Les hommes hétéros le sont-ils vraiment ? Extrait

Comprendre le désir des hommes pour les hommes serait-il la clé de la révolution féministe ? Dans son premier essai, Léane Alestra, média-activiste et fondatrice de Mécréantes, décortique le tabou de l’homosexualité masculine et la manière dont le désir non avoué des hommes pour leurs pairs façonne nos rapports sociaux.

Avec un mélange d’histoires personnelles, de références en sciences sociales et en littérature, d’exemples tirés de la pop culture, et beaucoup d’humour, Léane Alestra articule une réflexion qui va faire des émules. On a aimé ce qu’on en a lu dans Les hommes hétéros le sont-ils vraiment ?, en voici un extrait tiré du chapitre 1 en avant-première.

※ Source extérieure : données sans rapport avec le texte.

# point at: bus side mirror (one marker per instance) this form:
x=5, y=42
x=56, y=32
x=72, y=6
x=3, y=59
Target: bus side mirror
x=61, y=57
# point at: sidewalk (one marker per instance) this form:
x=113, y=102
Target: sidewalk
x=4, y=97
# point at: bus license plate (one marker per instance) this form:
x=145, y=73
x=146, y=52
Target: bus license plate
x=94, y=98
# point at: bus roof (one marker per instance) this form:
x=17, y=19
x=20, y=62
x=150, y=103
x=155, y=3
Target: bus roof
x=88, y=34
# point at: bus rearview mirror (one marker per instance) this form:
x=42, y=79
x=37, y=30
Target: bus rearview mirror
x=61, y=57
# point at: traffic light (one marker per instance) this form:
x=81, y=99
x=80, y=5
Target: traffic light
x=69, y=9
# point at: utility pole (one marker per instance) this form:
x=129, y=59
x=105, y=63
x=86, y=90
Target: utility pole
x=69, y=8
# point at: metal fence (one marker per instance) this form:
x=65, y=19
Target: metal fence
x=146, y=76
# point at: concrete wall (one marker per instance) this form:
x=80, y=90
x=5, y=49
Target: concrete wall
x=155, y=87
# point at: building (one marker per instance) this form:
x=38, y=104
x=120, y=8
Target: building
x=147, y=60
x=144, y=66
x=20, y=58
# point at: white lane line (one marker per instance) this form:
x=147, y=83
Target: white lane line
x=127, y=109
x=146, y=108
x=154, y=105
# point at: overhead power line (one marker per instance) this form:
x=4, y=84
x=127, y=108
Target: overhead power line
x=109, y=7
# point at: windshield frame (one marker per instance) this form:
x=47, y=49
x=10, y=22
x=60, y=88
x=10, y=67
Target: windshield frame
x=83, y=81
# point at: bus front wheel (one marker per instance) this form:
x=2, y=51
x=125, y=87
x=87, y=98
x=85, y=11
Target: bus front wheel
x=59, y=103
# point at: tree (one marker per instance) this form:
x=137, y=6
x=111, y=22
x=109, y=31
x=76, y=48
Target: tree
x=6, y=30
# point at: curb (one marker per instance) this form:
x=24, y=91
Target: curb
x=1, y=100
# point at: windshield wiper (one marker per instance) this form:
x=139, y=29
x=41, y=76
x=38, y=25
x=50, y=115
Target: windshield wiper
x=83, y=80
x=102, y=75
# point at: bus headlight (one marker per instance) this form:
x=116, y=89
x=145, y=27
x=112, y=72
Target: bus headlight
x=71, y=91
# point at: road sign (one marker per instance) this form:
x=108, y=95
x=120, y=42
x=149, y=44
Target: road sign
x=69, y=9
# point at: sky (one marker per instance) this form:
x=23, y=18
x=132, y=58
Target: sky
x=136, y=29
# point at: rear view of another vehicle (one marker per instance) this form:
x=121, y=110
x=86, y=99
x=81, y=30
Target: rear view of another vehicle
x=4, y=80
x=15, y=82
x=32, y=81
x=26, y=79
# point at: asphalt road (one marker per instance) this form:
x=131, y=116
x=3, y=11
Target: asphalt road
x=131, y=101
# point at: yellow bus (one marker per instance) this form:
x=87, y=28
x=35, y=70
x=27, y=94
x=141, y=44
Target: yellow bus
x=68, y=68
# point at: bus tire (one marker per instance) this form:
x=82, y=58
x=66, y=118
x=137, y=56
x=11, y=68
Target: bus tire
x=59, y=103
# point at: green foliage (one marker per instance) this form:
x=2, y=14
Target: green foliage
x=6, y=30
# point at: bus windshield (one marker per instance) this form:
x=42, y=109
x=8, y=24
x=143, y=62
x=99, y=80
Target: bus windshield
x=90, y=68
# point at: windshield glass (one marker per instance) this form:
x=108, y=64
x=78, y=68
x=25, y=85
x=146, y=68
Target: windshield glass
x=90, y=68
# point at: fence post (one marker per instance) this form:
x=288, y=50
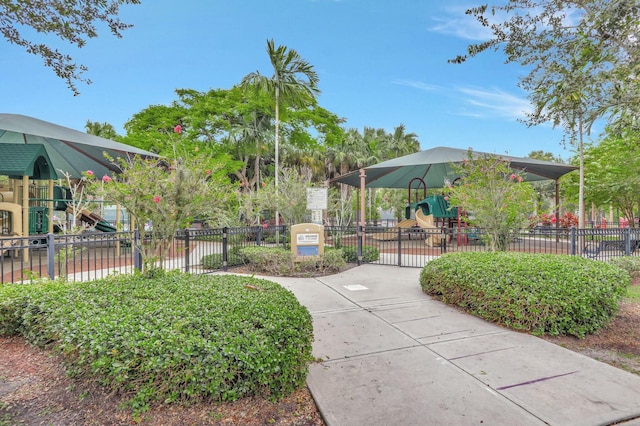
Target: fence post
x=443, y=243
x=284, y=237
x=225, y=243
x=137, y=255
x=359, y=234
x=187, y=250
x=399, y=246
x=627, y=241
x=51, y=257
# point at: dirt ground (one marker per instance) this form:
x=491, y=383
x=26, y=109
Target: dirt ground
x=34, y=389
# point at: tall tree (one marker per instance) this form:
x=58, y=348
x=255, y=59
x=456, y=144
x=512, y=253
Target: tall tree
x=611, y=172
x=73, y=21
x=293, y=81
x=564, y=38
x=581, y=56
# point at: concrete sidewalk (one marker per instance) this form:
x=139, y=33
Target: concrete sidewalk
x=394, y=356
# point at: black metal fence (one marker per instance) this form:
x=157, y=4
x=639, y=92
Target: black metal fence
x=93, y=255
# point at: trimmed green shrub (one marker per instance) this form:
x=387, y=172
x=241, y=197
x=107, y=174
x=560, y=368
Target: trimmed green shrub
x=538, y=293
x=280, y=262
x=369, y=254
x=178, y=338
x=630, y=264
x=270, y=260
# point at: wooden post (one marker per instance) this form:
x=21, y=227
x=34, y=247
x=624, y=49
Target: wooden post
x=25, y=214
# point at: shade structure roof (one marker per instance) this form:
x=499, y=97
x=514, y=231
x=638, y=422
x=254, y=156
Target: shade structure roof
x=69, y=151
x=434, y=167
x=17, y=161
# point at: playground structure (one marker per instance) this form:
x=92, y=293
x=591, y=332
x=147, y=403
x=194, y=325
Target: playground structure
x=430, y=214
x=32, y=212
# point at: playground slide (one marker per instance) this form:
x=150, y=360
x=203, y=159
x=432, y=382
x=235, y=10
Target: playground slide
x=426, y=222
x=392, y=233
x=11, y=225
x=94, y=220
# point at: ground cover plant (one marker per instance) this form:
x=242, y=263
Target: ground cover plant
x=174, y=338
x=537, y=293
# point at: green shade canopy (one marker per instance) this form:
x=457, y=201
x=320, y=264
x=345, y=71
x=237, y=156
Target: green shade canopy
x=68, y=151
x=17, y=161
x=434, y=167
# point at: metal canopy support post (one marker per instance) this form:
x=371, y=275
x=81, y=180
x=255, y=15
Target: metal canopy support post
x=363, y=177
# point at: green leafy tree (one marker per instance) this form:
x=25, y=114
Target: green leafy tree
x=294, y=81
x=581, y=57
x=546, y=36
x=611, y=173
x=103, y=130
x=495, y=197
x=290, y=201
x=168, y=194
x=72, y=21
x=546, y=190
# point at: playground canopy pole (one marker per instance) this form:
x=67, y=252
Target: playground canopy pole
x=362, y=201
x=25, y=214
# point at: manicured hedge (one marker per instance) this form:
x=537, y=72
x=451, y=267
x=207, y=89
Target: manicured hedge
x=280, y=262
x=176, y=338
x=539, y=293
x=369, y=253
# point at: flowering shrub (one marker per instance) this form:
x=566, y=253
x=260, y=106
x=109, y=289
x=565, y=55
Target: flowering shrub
x=168, y=197
x=568, y=220
x=497, y=198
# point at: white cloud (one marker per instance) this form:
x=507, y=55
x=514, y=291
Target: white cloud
x=493, y=103
x=416, y=84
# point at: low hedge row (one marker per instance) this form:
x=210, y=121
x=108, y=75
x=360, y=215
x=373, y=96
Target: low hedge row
x=538, y=293
x=369, y=253
x=280, y=262
x=176, y=338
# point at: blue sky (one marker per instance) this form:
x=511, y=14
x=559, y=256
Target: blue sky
x=381, y=63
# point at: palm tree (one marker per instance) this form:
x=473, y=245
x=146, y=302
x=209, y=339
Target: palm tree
x=293, y=81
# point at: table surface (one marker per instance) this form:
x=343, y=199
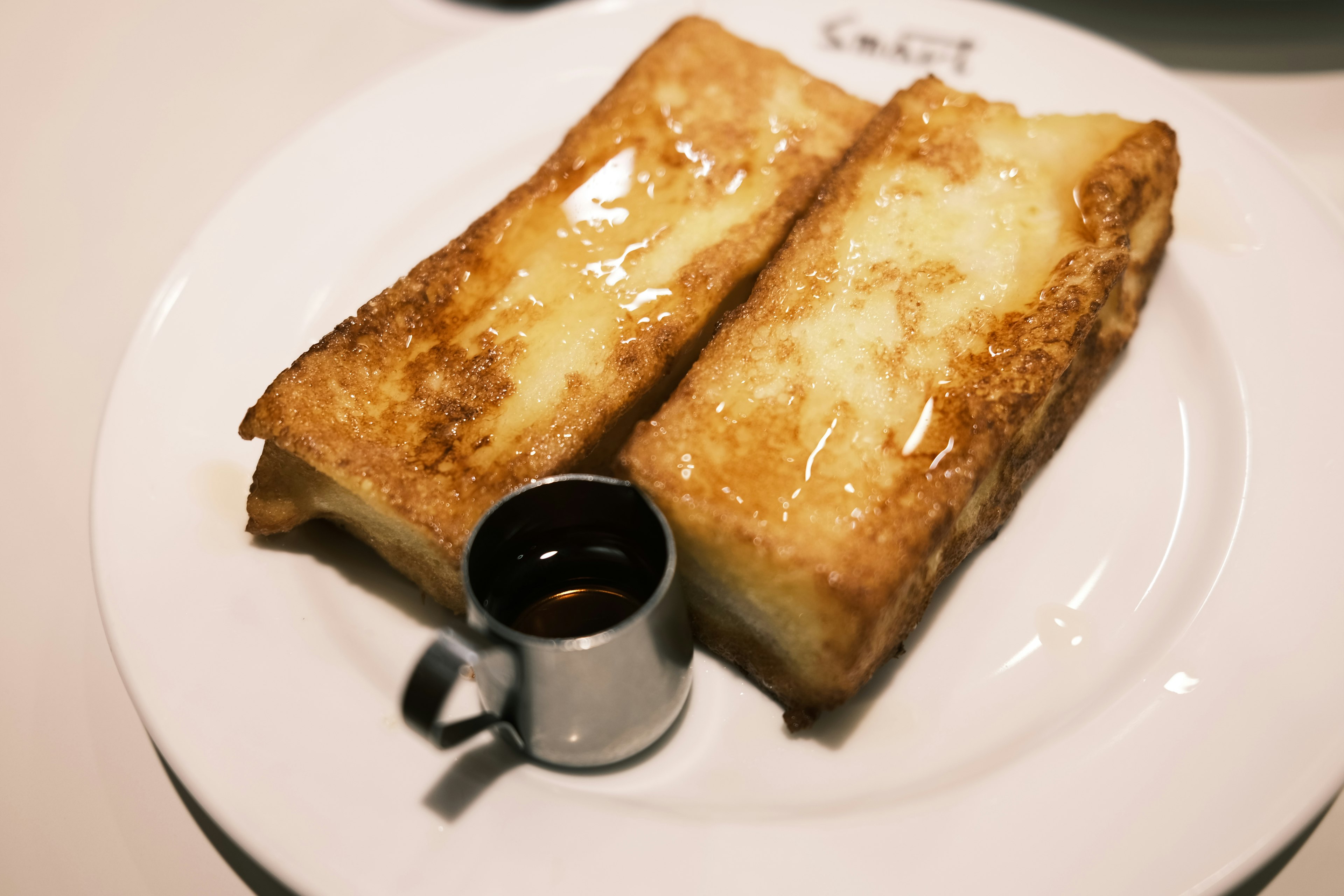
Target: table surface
x=126, y=124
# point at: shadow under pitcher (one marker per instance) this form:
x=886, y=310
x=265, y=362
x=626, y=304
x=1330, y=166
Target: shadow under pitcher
x=576, y=626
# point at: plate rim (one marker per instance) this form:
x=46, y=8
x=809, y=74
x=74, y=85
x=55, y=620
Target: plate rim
x=175, y=280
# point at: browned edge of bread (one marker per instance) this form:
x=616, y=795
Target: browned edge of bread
x=1127, y=205
x=312, y=467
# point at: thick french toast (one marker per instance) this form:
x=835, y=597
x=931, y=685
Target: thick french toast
x=526, y=346
x=917, y=348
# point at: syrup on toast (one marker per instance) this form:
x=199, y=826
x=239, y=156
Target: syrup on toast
x=526, y=346
x=917, y=348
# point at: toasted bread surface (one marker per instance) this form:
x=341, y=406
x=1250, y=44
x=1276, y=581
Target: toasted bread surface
x=522, y=348
x=918, y=347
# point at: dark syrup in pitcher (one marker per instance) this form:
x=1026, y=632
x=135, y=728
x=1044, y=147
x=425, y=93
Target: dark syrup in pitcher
x=572, y=585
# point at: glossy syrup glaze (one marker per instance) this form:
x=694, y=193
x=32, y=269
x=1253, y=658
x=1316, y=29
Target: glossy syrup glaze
x=507, y=355
x=848, y=371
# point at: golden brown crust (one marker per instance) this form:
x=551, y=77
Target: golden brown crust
x=417, y=409
x=1006, y=409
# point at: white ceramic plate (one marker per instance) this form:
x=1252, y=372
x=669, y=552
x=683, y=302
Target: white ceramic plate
x=1138, y=688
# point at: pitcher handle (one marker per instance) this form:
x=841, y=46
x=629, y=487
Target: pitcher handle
x=456, y=647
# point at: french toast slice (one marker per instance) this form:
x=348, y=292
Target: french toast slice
x=917, y=348
x=526, y=346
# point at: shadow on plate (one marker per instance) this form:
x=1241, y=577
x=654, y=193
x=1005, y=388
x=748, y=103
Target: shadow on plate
x=475, y=770
x=358, y=565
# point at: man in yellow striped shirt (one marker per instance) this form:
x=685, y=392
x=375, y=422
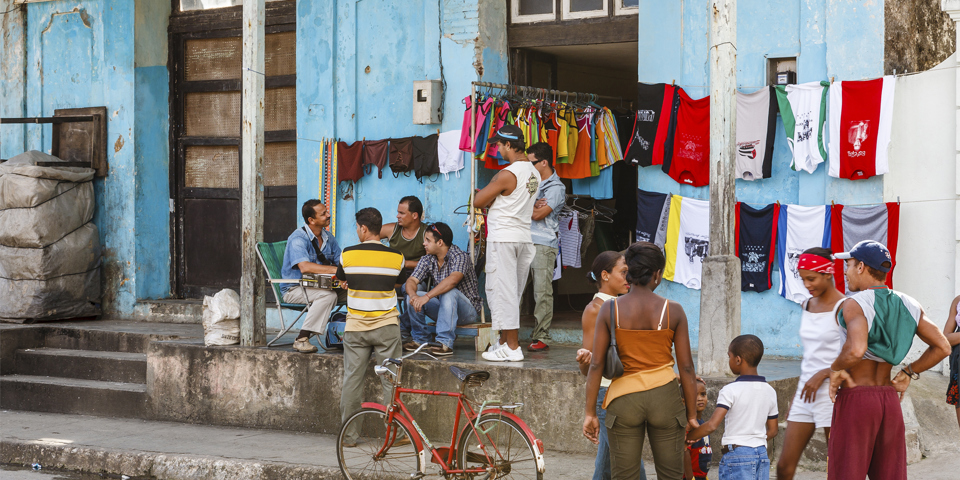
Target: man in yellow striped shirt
x=372, y=272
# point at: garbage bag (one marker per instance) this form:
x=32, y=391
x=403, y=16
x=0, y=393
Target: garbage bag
x=221, y=318
x=41, y=205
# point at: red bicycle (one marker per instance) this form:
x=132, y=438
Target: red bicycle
x=379, y=442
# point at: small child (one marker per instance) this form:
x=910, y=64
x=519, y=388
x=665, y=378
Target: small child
x=750, y=407
x=698, y=456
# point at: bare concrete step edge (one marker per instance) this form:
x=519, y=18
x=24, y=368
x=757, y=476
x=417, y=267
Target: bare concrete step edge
x=162, y=466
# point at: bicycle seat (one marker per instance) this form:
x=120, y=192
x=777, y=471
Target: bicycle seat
x=469, y=375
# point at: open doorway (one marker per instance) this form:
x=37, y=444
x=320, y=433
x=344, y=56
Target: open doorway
x=609, y=70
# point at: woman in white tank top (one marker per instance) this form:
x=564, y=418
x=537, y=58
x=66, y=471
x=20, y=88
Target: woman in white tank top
x=609, y=274
x=822, y=341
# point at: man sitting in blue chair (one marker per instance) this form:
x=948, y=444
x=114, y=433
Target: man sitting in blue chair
x=311, y=249
x=455, y=298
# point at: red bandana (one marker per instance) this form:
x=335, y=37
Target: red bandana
x=815, y=263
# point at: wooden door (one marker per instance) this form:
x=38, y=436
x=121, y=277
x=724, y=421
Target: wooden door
x=206, y=50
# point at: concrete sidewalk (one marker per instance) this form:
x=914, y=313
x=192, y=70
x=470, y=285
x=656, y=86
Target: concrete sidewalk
x=175, y=451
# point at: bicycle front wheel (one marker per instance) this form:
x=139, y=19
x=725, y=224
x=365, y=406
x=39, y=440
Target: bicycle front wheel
x=501, y=445
x=372, y=455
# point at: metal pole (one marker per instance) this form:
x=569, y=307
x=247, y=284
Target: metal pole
x=253, y=322
x=720, y=294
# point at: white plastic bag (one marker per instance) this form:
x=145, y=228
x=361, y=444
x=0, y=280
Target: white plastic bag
x=221, y=318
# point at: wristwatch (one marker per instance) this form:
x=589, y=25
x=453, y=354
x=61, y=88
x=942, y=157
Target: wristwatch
x=909, y=372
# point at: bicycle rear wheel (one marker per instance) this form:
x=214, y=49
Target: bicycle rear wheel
x=509, y=450
x=364, y=459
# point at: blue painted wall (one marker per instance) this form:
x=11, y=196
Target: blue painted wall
x=111, y=53
x=830, y=38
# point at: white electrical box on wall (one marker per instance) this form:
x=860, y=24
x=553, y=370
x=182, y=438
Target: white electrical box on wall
x=426, y=101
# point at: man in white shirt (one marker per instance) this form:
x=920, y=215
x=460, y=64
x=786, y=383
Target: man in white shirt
x=510, y=195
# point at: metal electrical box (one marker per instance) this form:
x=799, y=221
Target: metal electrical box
x=426, y=101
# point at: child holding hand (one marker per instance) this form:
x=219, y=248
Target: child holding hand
x=749, y=406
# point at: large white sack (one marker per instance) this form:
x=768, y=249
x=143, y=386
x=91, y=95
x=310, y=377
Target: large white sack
x=78, y=252
x=49, y=221
x=221, y=318
x=62, y=297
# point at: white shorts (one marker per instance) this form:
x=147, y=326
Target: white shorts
x=819, y=413
x=507, y=267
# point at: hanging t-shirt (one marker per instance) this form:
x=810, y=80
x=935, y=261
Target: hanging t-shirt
x=570, y=240
x=852, y=225
x=861, y=116
x=688, y=240
x=663, y=143
x=653, y=215
x=756, y=237
x=599, y=187
x=803, y=109
x=756, y=122
x=349, y=161
x=799, y=228
x=639, y=150
x=689, y=162
x=450, y=156
x=375, y=153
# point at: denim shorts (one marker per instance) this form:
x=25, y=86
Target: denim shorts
x=745, y=463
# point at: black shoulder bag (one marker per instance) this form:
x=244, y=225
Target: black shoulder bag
x=613, y=368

Ce qui a péché dans l’idylle virile – Saint Augustin et son héritage

L’histoire de la condamnation de l’homosexualité en Europe occidentale est celle d’un basculement et d’un renversement idéologiques liés à l’arrivée de nouvelles théologies. Car si jadis, l’amour homo n’était pas toujours platonique et pouvait se vivre au grand jour, l’influence de saint Augustin ne tarda pas à gâcher la fête… Au IVe siècle, ce théologien majeur du christianisme imagine la doctrine du péché originel, associant le désir sexuel à la honte, prétendant que la libido est la marque du diable1. À la même époque, les mariages homosexuels sont officiellement interdits par le Code de Théodose, un recueil de décisions impériales romain promulgué par l’empereur romain Théodose II, et l’interdiction officielle entre en vigueur le 1er janvier 439.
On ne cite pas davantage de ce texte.